I was lucky, though. Near the long table was an unoccupied booth, big enough for two. I marked my territory with my jean jacket and "Family Circle" magazine, then sat and watched. I read my magazine ("Love Your Life: 25 Ways to Feel Calm Every Day", which strangely enough, didn't mention a thing about sitting in a booth at Chuck E. Cheese's on a Sunday afternoon), glancing up occasionally to see my son acting crazy.
He goofed off with the others. The animatronic creatures had been replaced with a fake movie camera which projects the images of the crazed children on two big screens. The girls seemed to be auditioning for MTV, while the boys took turns throwing themselves to the floor and karate-chopping each other and shaking the camera violently. Periodically, my son would hurry over and ask if I'd seen a particular stunt he'd done. At one point, a bunch of hapless employees joined a costumed Chuck (can I call you "Chuck"?) as he danced a few numbers. The bored manner in which these employees danced was a delight.
At long last, pizza was served. At long long, pizza was finished. At long last, tokens were distributed. Ten tokens for each child.
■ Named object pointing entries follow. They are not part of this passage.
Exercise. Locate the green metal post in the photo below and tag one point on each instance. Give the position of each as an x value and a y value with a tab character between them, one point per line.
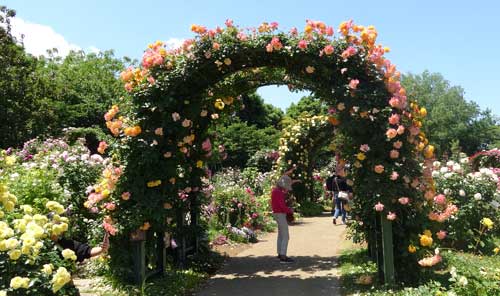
388	251
139	248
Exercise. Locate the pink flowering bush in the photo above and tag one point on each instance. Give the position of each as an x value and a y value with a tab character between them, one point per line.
473	195
184	91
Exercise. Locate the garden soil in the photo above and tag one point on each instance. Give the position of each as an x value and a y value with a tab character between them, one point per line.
314	244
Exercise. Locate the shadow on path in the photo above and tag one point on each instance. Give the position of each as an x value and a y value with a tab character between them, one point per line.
265	275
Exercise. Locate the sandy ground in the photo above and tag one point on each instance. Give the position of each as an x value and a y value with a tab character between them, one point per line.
314	244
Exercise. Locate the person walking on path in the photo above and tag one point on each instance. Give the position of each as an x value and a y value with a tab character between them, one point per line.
280	211
341	193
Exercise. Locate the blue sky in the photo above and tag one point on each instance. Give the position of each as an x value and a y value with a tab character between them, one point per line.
460	39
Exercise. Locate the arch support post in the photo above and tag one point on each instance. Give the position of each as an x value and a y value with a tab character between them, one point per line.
388	250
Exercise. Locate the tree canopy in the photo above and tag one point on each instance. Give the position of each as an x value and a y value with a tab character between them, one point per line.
450	116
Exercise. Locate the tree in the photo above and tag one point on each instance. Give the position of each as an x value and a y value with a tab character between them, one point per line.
256	112
449	116
17	96
241	141
42	96
307	104
78	90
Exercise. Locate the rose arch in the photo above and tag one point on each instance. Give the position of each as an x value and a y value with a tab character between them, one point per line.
299	145
175	95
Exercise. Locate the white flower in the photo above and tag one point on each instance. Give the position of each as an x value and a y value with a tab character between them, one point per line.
457	168
463	281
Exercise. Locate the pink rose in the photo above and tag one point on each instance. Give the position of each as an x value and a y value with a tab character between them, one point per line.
379	169
394	119
365	148
302	44
440	199
401	130
379	207
394	154
126	195
206	145
391	133
404	200
441	234
353	84
175	116
328	50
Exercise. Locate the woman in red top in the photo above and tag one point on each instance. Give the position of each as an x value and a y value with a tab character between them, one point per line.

Knowing ten tokens would never be enough and hoping to parole myself
Chuck E. Cheese's the Tenth Circle of Hell for at least another year, I bought twenty bucks worth of tokens--which works out to 105. I redeemed myself by actually tagging along and playing games with my boy and his friend (who was mooching tokens from us). (I had long since finished my magazine.) I demonstrated my propensity for gambling by plugging token after token into this game in which (in the words of
this website,) "The coin or token will land on a flat surface or surfaces which have a sweeper(s) and/or a pusher arm moving across the surface or surfaces." I could easily put all 105 tokens in that machine, but I didn't.
When we spent all the tokens, turned the 311 tickets into a receipt, and "purchased" our cheap trinkets, we went back to see if the cake was being served. No. It was not. Instead, birthday party mom had distribute goody bags which contained torturous noise-makers. Suddenly, the room was filled the sound of ten thousand crows having their tailfeathers plucked out one by one and dog-whistle kind of whistles, which oddly enough, considering my state of near-deafness, I could hear.
A grown adult, a man, stood blowing a whistle over and over. I was about to suggest to the three other moms sitting near me (they'd infringed on my booth territory while I was busy
gambling playing games, but I'd assured them, ""Oh no, that's fine. Stay there," and then I eavesdropped, but sadly to say, they were very boring) that one of us needed to slap that noise-making lunatic and I was willing to offer ten bucks to the slapper, but instead, I just sat glaring deathrays at that man who eventually did stop, but not a second too soon. I had slapped him in my imagination about ten times by then. (No wonder I was sitting in the Tenth Circle of Hell with such dreadful thoughts.)
The cake was finally served and the second my son finished licking his plate (over and over and over again and then some more, was he raised by wolves, hungry wolves on the Atkins plan with a fierce sugar craving?) I marched over to birthday party mom and shook her sticky hand and thanked her profusely. And I said that I hoped she'd get to put up her feet when she got home.
We left at 6:15 p.m. I have no idea when the birthday girl opened gifts.
As we walked out in the sudden stillness of the evening, my son said, "Mom, you know what kind of parties I like the best? Chuck E. Cheese's and
Odyssey 1."Yeah, me, too. That and being chased by venomous snakes and being plunged into a lake of burning pitch and then, as a grand finale, being steeped in human excrement.